Refugees from Afghanistan

The past few months have seen an increasing number of cases where groups of asylum seekers are detained trying to cross the Czech border into the European Union. As a result, an amendment to the current law on asylum was passed by the lower house recently which attempts to limit the number of people abusing the country's asylum system in order to make their way to the West. The draft now needs to be approved by the Senate and the President, in order to become law. Dita Asiedu has more:

This year alone, almost 3,000 people from Ukraine, around 1,700 from Moldova and more than 1,500 from Romania have applied for asylum in the Czech Republic. With U.S. military action likely in Afghanistan, the number of asylum seekers from that country is also expected to rise. I spoke to Maria Masarikova from the Interior Ministry's Press Department:

"The statistics from January to August this year show a total of 12,309 applications for asylum. This is far above the figures for last year, which totaled 8,788. In 1999, there were 7,220 applications and if we compare these numbers to 1996, when there were 2,211 applications - you can see that there has been a large rise and that is why we've had to come up with an amendment to the current law."
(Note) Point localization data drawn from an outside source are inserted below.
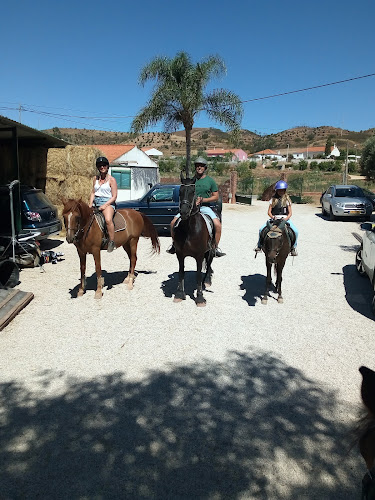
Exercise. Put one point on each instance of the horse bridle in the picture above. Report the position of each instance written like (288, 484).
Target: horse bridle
(188, 203)
(79, 229)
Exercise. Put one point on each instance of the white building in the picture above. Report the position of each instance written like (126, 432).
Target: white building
(135, 172)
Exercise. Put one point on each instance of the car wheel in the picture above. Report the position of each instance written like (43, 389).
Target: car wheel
(359, 264)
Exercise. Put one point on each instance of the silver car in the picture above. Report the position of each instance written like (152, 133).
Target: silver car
(365, 257)
(345, 201)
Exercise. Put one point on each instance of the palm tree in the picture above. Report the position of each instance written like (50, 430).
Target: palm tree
(179, 95)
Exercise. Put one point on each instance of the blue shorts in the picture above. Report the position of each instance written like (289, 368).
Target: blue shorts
(205, 210)
(100, 200)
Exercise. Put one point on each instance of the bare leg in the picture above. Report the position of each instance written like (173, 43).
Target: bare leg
(82, 287)
(217, 225)
(279, 279)
(108, 213)
(180, 292)
(200, 300)
(268, 282)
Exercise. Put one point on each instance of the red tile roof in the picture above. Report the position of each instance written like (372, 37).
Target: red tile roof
(113, 151)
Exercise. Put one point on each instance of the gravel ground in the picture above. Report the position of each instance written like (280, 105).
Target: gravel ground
(135, 396)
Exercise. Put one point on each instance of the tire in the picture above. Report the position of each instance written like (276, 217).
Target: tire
(358, 263)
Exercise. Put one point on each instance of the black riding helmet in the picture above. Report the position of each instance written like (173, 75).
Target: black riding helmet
(200, 161)
(102, 160)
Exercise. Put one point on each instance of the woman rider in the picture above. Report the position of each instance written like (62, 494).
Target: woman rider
(103, 196)
(280, 207)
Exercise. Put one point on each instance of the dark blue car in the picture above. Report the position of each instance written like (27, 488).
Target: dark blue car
(160, 204)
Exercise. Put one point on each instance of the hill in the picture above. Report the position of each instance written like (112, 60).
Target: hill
(206, 138)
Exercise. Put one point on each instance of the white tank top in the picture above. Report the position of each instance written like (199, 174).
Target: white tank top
(103, 190)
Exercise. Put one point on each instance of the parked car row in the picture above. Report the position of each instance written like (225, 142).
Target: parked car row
(347, 201)
(38, 215)
(161, 204)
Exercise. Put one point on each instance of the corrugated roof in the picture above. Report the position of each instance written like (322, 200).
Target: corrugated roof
(113, 151)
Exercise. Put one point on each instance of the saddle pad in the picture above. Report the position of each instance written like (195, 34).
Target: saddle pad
(118, 221)
(207, 220)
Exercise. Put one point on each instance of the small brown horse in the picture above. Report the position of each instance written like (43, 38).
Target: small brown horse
(276, 246)
(366, 432)
(192, 238)
(83, 230)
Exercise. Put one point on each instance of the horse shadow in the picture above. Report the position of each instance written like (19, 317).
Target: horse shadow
(358, 291)
(254, 286)
(110, 280)
(169, 286)
(210, 429)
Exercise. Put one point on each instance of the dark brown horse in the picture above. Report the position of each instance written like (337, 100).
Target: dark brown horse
(366, 432)
(276, 246)
(83, 230)
(191, 238)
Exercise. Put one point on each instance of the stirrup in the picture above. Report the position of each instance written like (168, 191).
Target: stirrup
(219, 253)
(111, 246)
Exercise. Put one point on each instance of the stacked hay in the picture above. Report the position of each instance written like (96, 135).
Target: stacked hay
(70, 172)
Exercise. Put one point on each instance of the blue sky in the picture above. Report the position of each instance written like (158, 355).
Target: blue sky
(80, 58)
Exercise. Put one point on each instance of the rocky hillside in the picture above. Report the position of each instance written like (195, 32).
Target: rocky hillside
(206, 138)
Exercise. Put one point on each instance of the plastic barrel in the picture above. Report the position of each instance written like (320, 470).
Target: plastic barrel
(9, 274)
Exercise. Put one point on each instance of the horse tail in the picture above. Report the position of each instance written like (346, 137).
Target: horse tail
(149, 231)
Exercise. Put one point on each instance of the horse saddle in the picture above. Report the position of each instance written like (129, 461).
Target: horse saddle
(118, 221)
(275, 230)
(207, 219)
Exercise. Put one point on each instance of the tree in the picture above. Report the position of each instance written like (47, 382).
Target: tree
(368, 158)
(328, 148)
(179, 96)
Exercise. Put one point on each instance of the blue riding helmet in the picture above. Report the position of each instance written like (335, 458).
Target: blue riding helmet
(281, 185)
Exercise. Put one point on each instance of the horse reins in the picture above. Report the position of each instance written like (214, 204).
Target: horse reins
(188, 203)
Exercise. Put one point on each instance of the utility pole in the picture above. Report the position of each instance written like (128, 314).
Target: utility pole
(346, 165)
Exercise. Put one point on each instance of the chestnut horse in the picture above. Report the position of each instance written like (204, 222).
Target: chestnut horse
(83, 230)
(366, 432)
(276, 246)
(192, 238)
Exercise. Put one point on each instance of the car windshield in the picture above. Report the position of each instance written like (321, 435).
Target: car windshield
(353, 192)
(35, 200)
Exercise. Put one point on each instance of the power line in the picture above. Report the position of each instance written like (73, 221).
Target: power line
(308, 88)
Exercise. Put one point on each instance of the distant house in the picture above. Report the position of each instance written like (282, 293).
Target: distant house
(266, 153)
(237, 154)
(135, 172)
(152, 152)
(313, 152)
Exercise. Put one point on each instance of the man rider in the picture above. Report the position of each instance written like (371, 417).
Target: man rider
(207, 192)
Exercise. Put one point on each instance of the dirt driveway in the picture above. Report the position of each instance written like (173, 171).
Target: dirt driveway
(135, 397)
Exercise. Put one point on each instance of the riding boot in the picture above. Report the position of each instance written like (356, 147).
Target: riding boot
(171, 249)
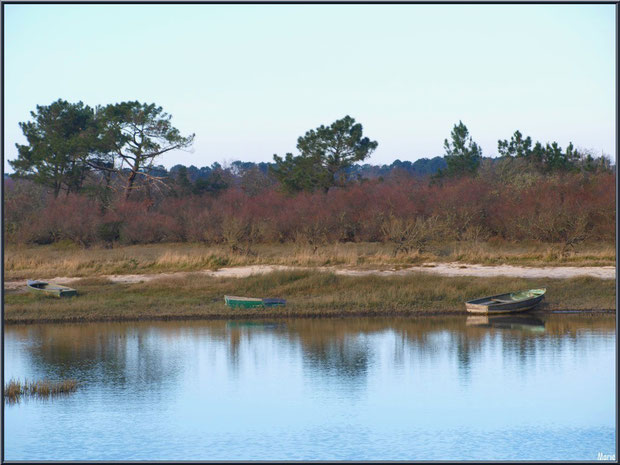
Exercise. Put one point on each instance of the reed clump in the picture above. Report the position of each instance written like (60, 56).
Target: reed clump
(15, 389)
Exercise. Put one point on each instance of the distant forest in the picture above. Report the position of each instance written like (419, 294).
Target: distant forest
(90, 176)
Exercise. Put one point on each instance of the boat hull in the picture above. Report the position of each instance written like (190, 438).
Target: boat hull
(251, 302)
(51, 289)
(505, 303)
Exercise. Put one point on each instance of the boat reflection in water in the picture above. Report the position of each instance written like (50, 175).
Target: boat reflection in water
(243, 324)
(519, 322)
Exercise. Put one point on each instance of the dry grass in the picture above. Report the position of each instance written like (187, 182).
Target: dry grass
(15, 389)
(53, 261)
(308, 294)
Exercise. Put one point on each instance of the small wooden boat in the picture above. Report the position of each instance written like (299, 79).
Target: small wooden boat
(50, 288)
(250, 302)
(507, 303)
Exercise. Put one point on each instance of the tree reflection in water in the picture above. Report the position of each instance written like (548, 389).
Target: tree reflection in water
(143, 354)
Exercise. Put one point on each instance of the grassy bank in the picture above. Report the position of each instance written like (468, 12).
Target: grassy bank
(14, 390)
(309, 294)
(67, 259)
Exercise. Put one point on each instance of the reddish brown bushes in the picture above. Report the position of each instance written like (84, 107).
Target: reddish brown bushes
(551, 209)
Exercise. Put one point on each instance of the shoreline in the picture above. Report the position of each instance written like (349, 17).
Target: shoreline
(309, 294)
(451, 269)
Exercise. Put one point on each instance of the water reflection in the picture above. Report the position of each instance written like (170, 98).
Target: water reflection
(521, 322)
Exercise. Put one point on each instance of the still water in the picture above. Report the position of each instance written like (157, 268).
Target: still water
(433, 388)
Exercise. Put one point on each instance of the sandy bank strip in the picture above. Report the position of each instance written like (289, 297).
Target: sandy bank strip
(446, 269)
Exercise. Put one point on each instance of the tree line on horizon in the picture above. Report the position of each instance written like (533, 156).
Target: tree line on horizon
(74, 148)
(103, 161)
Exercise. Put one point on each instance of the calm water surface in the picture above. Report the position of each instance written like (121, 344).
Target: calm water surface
(537, 387)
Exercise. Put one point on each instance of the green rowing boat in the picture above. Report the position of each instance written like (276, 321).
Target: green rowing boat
(55, 290)
(250, 302)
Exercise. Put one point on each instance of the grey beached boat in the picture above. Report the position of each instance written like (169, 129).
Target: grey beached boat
(55, 290)
(507, 303)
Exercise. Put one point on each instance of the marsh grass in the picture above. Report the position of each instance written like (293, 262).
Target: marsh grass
(308, 294)
(15, 390)
(52, 261)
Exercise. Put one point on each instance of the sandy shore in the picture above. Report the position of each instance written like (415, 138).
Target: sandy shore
(446, 269)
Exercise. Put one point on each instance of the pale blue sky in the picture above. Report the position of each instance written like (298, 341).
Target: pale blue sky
(250, 79)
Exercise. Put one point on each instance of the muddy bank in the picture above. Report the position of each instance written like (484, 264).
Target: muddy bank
(445, 269)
According to the current law, asylum seekers are allowed to work. The new proposal will make that illegal. Under the present system applications made for economic reasons are considered; the proposal will single them out and reject almost all of them - although the process of turning to a court for an appeal is to become faster. Mrs Masarikova once more:

"The cost of one asylum seeker in the asylum centers amounts to 350 Czech crowns a day. This covers three meals a day for adults, with children getting two additional snacks. It furthermore covers the costs of running the centers - meaning salaries of staff and health care, of course."

The proposal to the law does make significant changes as far as health care is concerned. Officials say too many asylum seekers are demanding treatment from specialists. Furthermore, the ministry says asylum seekers are often granted extra treatment free of charge, which Czech citizens have to pay for.